Usain Bolt has taken the first tentative steps towards his Manchester United dream after the sprint king joined Australian side Central Coast Mariners for his first training session Tuesday.
Wearing gloves and tracksuit bottoms despite a mild winter’s day, the Jamaican did some light stretching, jogging and ball work with the rest of the squad in his maiden drill since being given the chance to win a playing contract by the A-League team.
He showed glimpses of good control, but also some heavy touches, favouring his left foot.
“It’s just like track and field — the first day of training is always the roughest one. You can tell how much work you need to put in. But it felt OK, you know,” said Bolt after the 45-minute workout.
The superstar athlete, who also celebrated his 32nd birthday Tuesday, has been given an opportunity by the Mariners despite already trying out with teams in Germany, Norway and South Africa to no avail since retiring from athletics last year.
They hope to turn him into A-League material in time for the start of the 2018/19 season in late October, with the club saying he can stay indefinitely to prove his credentials.
A 70-strong media pack made the trek to the club’s base in the town of Gosford, 75 kilometres (47 miles) north of Sydney, to witness Bolt ease into his new life.
The eight-time Olympic champion and the fastest man on earth said he was determined to prove any doubters wrong.
“I’m not setting myself any targets, I’m just going to put in the work,” he said.
“This is my first chance to get to a level to play as a professional, so I don’t know what to expect. I’m just here to push myself. I’m here with a blank slate, I’m here to learn and get better.”
One of the boys
Bolt dominated sprinting since taking double individual gold at the Beijing Olympics in 2008.

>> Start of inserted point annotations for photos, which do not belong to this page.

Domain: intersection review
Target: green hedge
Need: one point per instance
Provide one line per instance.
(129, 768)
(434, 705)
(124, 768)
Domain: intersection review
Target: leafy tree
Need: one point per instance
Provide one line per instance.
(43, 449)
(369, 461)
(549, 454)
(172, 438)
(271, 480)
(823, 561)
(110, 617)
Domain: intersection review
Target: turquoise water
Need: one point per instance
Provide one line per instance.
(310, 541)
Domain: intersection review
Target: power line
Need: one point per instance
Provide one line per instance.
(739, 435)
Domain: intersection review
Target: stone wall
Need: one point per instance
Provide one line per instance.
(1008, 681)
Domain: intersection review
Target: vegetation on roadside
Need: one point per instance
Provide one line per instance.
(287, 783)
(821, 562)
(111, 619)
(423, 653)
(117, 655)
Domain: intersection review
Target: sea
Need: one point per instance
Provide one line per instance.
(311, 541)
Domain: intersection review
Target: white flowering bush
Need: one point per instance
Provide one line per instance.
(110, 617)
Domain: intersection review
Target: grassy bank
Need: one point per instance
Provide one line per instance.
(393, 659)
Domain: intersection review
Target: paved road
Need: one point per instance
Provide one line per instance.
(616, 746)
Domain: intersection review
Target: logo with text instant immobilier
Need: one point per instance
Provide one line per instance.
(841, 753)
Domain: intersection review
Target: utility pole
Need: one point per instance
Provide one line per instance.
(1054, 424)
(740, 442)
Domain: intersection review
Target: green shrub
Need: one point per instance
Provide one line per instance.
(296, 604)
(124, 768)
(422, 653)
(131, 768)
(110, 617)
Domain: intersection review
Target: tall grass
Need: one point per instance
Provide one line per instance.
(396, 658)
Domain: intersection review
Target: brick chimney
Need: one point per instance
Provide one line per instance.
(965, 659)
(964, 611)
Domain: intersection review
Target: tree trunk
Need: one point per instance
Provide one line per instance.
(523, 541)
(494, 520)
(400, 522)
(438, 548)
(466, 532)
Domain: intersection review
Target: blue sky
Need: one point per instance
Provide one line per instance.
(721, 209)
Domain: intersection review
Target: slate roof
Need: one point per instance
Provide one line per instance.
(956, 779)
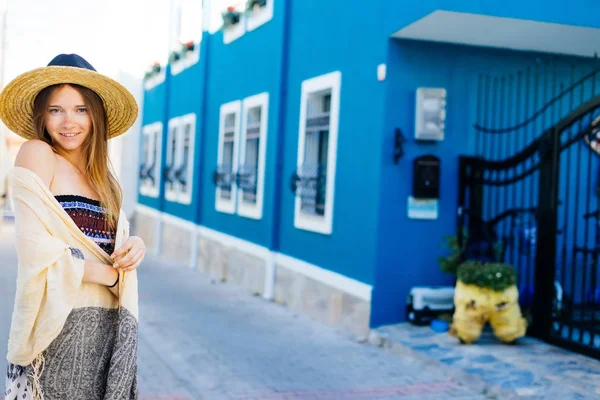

He went on to win a further six Olympic golds and pick up 11 world titles before deciding to pursue his real passion — football.
His love of football began at school, where he was a goalkeeper before moving to centre back, left wing and finally striker.
He would prefer to play up front for the Mariners, promising his trademark lightning bolt celebration if he gets a goal, but said he had no idea where the coach would use him.
“I’m OK on the wing, good at centre forward, but the coach will determine where I play and in what formation. I don’t even know,” he said, sitting alongside club coach Mike Mulvey.
Asked his first impressions, Mulvey said it was clear Bolt had been nervous, but added: “It’s just his first day. He’s a fantastic athlete and we’re absolutely delighted to have him here with us.”
Bolt said he wanted to be treated “as one of the boys” and that his strengths were keeping cool under pressure and an ability to read the game well.
Despite starting a football career at an age when many are thinking about calling it quits, Bolt said he thrived on challenges and admitted in the back of his mind was a dream to play at Old Trafford.
“I daydream all the time about big things,” he said.
“One of my biggest dreams is to play for Manchester United, that could be my biggest dream even if it is just for five games, one game, it would be a dream come true because I am a massive fan.”